岐阜市日ノ出町の映画館「ロイヤル劇場」で7月6日から2週間、県内屈指の繁華街・柳ケ瀬を舞台にした1967年の映画「柳ケ瀬ブルース」が上映される。映画館へ貸し出す上映用のフィルムが残っておらず、幻の映画となっていた。今回、劣化が著しかった原版を修復。新たに上映用に焼き付けられ、約57年ぶりによみがえった。
47年前に開業したロイヤル劇場を運営する「岐阜土地興業」が今年、創業100周年を迎えるのを記念して企画。映画の配給元の東映が、劣化した原版を保管しており、岐阜土地興業が資金を投じ、修復した。
同映画館では15年前から「昭和名作シネマ上映会」を続けており、同社取締役の磯谷貴彦さんは「柳ケ瀬ブルースの上映は開館当初からの悲願だった」と振り返る。
映画「柳ケ瀬ブルース」は67年に全国の映画館で上映された。当時、一世を風靡(ふうび)した歌手の美川憲一さんの歌謡曲「柳ケ瀬ブルース」をモチーフにした作品で、村山新治監督がメガホンを取った。
主役は梅宮辰夫さんが務め、野川由美子さん、大原麗子さん、浦辺粂子さん、伴淳三郎さんらが出演。美川さんも流しの歌手役として歌声を披露している。
「古き良き柳ケ瀬の街を見て」
県内各地でロケがあり、活気がある柳ケ瀬商店街のほか、長良川鵜飼や岐阜城、金華山ロープウェー、旧市役所、新幹線の岐阜羽島駅など、懐かしい当時の風景が随所に映し出される。

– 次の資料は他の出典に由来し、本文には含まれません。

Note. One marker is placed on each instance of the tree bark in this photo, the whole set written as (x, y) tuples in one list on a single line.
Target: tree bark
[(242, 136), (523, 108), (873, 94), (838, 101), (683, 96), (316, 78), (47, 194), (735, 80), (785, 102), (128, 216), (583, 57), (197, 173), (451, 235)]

今月16日、編集作業が終わり、関係者を招いてフィルムテストを兼ねた試写会があった。柳ケ瀬にあった懐かしい店舗のネオンサインなどが映し出されると、館内から「ウォー」という声が漏れていた。
初めて作品を見た磯谷さんは「にぎやかだった当時の柳ケ瀬がたくさん映っていて、期待以上の作品だった。古き良き柳ケ瀬のエネルギッシュな街の様子をたくさんの人に見てほしい」と話す。